An ASU institute is leading the charge in seeking natural solutions to answer contemporary and future technological and environmental problems.
The Biomimicry Center at ASU, co-directed byPrasad Boradkar and Dayna Baumeister, is a partnership between the University and Biomimicry 3.8, a social enterprise that helps innovators emulate natural design.
The center specializes in interdisciplinary teamwork and thinking to solve pressing future problems, like those relating to the environment and sustainability.
“Biomimicry thinking is making a bridge between biology and design,” Michelle Fehler, a biomimicry graduate student and lecturer, said.
By looking at nature, those studying biomimetics analyze principles in nature to identify useful functions that they can emulate and integrate into their design.
“Pay attention to little details in nature and what you see, and ask different questions to find the function behind it," Fehler said. “Other organisms have been here for 3.8 billion years, we have been here for only 200,000 years, so we're really the baby on the block."
There are deep patterns within nature that have allowed extant species to survive for as long as they have.
“You have 30 million species of solution space that you can derive solutions from,” Fehler said.
Adelheid Fischer, the co-director of InnovationSpace, a multidisciplinary makers' space led by the Herberger Institute for Design and the Arts, Ira A. Fulton Schools of Engineering, W.P. Carey School of Business and the ASU School of Sustainability for biomimicry at ASU by integrating biomimetic principles to the curriculum.
The center's co-directors capitalized on her work when they proposed the idea to provost Robert Page. With his help, the center had enough funding, and in spring of 2014, the proposal was approved.
The center specializes in interdisciplinary teamwork and solving problems facing the future — the unifying feature between each project is a natural derivation.
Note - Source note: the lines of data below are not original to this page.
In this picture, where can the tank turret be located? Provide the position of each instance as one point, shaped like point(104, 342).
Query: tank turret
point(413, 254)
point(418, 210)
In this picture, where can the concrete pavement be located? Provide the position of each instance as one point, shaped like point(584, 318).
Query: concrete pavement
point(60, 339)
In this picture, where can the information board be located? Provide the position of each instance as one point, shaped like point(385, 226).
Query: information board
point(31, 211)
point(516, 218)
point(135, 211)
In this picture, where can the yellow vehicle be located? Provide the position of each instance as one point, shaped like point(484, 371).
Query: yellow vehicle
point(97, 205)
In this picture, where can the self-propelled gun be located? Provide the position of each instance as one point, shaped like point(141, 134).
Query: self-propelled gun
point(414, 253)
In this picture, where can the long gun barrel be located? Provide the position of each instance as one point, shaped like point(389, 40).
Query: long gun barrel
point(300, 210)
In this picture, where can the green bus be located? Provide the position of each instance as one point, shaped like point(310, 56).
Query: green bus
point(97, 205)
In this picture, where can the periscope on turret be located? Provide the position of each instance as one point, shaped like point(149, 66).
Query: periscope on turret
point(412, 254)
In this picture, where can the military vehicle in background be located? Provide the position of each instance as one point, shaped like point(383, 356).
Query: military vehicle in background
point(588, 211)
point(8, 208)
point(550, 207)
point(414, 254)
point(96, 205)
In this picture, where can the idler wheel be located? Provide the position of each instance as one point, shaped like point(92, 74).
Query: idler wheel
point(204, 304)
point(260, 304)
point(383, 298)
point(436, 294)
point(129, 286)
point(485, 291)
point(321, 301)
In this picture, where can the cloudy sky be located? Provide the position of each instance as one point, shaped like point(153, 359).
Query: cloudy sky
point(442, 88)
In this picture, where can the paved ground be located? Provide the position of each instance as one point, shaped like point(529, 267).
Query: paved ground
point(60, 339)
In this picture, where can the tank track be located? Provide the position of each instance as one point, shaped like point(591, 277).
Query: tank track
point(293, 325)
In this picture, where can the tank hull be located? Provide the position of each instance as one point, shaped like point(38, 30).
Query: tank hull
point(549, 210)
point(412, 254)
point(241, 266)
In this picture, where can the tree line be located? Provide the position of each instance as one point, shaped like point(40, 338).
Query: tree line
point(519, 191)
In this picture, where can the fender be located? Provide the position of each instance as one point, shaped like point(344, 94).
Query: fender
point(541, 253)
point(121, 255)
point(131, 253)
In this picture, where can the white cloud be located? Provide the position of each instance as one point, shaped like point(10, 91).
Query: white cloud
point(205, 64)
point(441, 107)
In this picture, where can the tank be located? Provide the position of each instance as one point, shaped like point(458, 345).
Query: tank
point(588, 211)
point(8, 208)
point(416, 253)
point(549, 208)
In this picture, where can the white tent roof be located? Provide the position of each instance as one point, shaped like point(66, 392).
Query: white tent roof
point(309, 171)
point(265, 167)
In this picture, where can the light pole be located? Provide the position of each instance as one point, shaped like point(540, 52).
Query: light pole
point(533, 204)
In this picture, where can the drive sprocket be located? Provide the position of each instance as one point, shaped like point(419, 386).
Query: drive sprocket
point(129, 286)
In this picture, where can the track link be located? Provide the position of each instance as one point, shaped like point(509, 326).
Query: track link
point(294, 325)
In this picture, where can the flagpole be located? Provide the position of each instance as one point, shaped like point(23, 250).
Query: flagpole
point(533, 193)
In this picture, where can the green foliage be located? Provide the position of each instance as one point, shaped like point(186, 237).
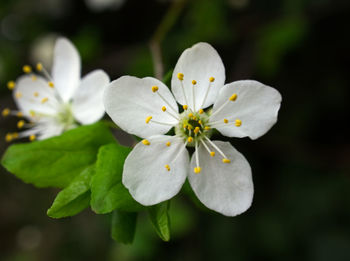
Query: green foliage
point(159, 217)
point(123, 226)
point(75, 197)
point(55, 162)
point(107, 190)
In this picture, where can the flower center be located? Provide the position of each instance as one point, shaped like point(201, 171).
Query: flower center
point(193, 127)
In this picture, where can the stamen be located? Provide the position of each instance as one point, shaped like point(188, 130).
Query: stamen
point(148, 119)
point(238, 122)
point(27, 69)
point(146, 142)
point(212, 153)
point(11, 85)
point(20, 124)
point(5, 112)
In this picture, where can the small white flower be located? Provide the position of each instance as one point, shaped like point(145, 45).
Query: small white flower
point(158, 166)
point(54, 104)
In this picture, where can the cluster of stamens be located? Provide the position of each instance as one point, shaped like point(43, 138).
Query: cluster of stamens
point(193, 125)
point(35, 98)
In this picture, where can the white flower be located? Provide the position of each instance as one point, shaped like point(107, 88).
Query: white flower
point(158, 166)
point(54, 104)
For example, biomimicry student Jean Farrell is working to design a building that can structurally enlarge and shrink to easier regulate the energy it uses for heating and cooling.
He drew inspiration from species like the marine iguana and Mescal buttons, which regulate their size according to the amount of available resources.
"Nature has been surviving for a long time, if it's not working, it's extinct,” Farrell said. “Nature is a library of case studies."
Other research has more direct applications to Valley residents.
One project seeks inspiration from the bioluminescence of bobtail squid and the heliotropic properties of different plants to design sails to shade metropolitan areas like Phoenix from the harsh sun.
“If nature doesn’t do something it becomes a philosophical question of whether or not you should be doing it," Brian Wilson, a student on the sun shade project, said. “Nature has a good way of naturally balancing things. There are parallels that you can see that have ramifications beyond (the problem at hand)."